Much is known of [Eratosthenes](https://en.wikipedia.org/wiki/Eratosthenes), a polymath whose principal occupation was chief librarian at the [Library of Alexandria](https://en.wikipedia.org/wiki/Library_of_Alexandria), but little is known of the circumstances surrounding the derivation of his method for determining prime numbers. From [Wikipedia's](https://en.wikipedia.org/wiki/Sieve_of_Eratosthenes) main entry on the topic:



> The earliest known reference to the sieve (Ancient Greek: κόσκινον Ἐρατοσθένους, *kóskinon Eratosthénous*) is in [Nicomachus of Gerasa](https://en.wikipedia.org/wiki/Nicomachus)'s *[Introduction to Arithmetic](https://en.wikipedia.org/wiki/Introduction_to_Arithmetic)*, an early 2nd cent. CE book, which describes it and attributes it to [Eratosthenes of Cyrene](https://en.wikipedia.org/wiki/Eratosthenes), a 3rd cent.

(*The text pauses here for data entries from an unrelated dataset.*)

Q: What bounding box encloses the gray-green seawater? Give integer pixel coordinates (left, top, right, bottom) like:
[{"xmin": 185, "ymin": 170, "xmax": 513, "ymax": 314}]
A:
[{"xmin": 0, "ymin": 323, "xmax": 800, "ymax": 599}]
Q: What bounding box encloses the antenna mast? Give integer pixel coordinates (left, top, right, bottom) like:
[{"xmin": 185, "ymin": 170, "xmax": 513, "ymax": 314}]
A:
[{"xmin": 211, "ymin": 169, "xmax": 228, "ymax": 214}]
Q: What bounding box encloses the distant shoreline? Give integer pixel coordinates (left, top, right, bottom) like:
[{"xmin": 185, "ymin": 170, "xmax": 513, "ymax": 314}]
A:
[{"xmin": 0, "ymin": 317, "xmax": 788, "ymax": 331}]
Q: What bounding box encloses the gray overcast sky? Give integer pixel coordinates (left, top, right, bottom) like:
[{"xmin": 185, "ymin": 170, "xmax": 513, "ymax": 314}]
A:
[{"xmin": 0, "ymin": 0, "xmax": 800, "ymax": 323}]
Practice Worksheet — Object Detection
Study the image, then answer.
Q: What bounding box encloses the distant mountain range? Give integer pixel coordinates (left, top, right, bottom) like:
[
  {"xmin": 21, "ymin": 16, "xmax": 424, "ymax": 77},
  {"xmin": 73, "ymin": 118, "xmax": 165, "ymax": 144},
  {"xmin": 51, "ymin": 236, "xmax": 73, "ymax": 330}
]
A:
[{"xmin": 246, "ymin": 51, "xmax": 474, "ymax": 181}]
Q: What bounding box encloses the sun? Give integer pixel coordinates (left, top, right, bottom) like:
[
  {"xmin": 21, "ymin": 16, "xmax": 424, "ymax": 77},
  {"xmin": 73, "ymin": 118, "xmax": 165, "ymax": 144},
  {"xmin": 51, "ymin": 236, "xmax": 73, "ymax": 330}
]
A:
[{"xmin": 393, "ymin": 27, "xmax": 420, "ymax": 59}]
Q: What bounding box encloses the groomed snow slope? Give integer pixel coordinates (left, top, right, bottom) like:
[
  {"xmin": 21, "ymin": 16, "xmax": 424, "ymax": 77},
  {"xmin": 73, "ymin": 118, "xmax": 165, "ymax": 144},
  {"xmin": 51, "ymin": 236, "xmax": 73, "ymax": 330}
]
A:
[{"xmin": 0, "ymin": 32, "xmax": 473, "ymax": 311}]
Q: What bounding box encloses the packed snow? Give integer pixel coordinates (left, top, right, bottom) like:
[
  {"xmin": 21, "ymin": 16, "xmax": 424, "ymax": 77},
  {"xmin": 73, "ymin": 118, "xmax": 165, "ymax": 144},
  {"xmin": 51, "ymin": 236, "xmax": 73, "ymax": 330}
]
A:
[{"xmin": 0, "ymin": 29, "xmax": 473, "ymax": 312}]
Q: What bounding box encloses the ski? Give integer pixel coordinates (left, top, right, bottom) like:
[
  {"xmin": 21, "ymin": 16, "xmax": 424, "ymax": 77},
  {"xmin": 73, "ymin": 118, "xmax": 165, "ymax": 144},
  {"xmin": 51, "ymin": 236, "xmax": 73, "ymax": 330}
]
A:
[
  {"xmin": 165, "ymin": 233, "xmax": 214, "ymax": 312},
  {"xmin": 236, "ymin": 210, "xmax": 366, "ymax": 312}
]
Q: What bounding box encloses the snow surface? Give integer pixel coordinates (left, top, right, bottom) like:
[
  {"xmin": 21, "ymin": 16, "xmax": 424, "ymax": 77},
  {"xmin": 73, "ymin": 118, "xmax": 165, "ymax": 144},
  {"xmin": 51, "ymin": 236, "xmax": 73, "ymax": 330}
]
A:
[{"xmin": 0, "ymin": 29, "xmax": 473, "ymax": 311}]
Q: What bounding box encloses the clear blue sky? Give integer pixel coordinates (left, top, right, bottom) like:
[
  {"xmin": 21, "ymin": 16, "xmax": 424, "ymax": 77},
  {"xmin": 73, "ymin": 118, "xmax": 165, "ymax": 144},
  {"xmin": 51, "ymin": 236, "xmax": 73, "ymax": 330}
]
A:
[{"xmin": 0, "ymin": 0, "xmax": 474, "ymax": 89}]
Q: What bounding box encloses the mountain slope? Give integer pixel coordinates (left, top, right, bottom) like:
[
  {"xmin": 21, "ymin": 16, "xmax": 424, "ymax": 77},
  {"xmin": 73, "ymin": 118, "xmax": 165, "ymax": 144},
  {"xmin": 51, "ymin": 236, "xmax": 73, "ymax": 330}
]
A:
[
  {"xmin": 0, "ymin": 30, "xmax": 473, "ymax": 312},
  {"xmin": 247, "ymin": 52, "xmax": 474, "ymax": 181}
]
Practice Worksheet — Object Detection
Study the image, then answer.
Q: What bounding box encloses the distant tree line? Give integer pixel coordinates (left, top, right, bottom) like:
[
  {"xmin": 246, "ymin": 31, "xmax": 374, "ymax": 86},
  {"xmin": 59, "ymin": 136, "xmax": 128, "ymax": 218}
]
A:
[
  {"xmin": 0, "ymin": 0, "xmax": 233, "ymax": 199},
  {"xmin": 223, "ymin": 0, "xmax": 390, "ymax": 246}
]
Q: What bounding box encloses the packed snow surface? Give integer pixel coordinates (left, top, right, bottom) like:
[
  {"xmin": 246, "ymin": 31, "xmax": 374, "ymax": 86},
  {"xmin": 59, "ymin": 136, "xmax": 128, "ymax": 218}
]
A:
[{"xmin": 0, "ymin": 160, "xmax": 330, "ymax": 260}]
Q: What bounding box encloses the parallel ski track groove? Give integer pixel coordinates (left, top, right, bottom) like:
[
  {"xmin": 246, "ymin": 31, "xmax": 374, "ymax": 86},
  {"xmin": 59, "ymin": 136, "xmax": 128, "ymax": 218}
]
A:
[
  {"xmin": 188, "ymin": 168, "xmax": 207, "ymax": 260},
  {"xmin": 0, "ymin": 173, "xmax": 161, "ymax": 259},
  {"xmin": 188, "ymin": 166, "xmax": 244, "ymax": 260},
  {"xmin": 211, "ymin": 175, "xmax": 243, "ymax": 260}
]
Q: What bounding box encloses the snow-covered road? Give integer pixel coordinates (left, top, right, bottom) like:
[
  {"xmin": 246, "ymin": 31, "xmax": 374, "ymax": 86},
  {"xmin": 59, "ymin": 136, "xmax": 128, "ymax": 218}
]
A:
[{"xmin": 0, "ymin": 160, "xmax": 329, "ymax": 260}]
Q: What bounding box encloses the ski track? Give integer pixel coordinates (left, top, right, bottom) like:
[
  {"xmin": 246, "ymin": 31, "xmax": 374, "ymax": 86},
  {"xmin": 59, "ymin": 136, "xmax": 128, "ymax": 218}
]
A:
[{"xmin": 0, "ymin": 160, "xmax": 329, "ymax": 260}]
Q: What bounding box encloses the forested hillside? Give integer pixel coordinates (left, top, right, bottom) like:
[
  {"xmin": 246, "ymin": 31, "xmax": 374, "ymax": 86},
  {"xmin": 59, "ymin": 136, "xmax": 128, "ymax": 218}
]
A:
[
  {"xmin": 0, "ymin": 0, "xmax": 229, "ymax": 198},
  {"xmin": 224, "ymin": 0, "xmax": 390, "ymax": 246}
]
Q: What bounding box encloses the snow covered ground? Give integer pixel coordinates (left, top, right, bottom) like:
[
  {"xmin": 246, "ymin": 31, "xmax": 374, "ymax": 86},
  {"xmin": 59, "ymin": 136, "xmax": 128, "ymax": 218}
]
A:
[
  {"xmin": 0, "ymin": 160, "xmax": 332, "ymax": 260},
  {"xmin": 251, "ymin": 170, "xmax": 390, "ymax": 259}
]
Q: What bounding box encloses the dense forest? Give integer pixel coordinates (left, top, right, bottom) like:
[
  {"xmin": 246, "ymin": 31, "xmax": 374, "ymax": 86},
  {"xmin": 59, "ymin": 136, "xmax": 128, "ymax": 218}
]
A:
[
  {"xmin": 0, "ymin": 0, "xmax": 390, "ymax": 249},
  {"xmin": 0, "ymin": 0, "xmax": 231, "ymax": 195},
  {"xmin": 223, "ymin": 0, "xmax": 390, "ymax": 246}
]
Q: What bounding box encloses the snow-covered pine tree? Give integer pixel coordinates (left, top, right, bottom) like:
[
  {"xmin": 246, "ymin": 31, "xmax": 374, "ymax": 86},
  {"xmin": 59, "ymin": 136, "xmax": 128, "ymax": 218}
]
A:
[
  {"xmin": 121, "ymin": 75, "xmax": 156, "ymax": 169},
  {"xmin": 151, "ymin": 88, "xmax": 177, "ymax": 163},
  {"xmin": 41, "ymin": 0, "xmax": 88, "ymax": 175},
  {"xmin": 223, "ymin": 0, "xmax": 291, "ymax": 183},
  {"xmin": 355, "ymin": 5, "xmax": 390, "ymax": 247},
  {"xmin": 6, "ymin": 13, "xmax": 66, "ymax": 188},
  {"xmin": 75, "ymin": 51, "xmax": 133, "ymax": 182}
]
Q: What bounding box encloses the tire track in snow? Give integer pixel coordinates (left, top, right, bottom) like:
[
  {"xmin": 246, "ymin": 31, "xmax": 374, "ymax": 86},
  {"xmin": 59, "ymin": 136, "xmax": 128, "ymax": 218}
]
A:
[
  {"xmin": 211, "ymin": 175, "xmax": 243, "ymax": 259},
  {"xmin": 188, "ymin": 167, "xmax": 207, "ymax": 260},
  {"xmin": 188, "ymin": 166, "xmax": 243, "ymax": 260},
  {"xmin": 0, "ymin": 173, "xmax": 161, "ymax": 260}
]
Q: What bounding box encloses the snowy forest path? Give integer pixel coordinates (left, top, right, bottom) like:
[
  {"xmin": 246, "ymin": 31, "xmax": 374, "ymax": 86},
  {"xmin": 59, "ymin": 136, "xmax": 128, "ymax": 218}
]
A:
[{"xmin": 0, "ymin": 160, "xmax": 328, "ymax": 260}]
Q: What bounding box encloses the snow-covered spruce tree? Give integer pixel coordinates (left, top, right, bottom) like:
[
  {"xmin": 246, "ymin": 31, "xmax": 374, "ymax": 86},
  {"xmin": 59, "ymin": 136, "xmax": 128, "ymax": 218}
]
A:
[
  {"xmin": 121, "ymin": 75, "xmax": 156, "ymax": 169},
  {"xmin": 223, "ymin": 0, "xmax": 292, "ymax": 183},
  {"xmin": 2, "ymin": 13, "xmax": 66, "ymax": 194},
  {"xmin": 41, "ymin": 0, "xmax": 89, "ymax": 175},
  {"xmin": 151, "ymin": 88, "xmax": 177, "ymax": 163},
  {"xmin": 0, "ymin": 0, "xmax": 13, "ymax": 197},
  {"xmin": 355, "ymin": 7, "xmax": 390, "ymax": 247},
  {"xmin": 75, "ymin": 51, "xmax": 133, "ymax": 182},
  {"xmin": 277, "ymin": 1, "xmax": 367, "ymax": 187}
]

BCE Greek mathematician.



------



## Notes



This section contains some notes about this installation.



### Maven errors



On Ubuntu systems, Maven commands issued by the project's top-level `Makefile` cause the error message `WARNING: An illegal reflective access operation has occurred` and others to be written to the console. The messages do not appear to affect behavior in any way and have been suppressed in Primes release 1.1.0.



### Java version



The project's Maven configuration file, `pom.xml`, specifies Java 11 as the version to use when building and running Java apps:



```

  

    UTF-8

    11

    11

  

```



At the time of writing Java 11 is the default Java version on Linux distros that include it. You may of course change this to any version of Java you wish, but do remember to reflect your version of choice in `pom.xml`.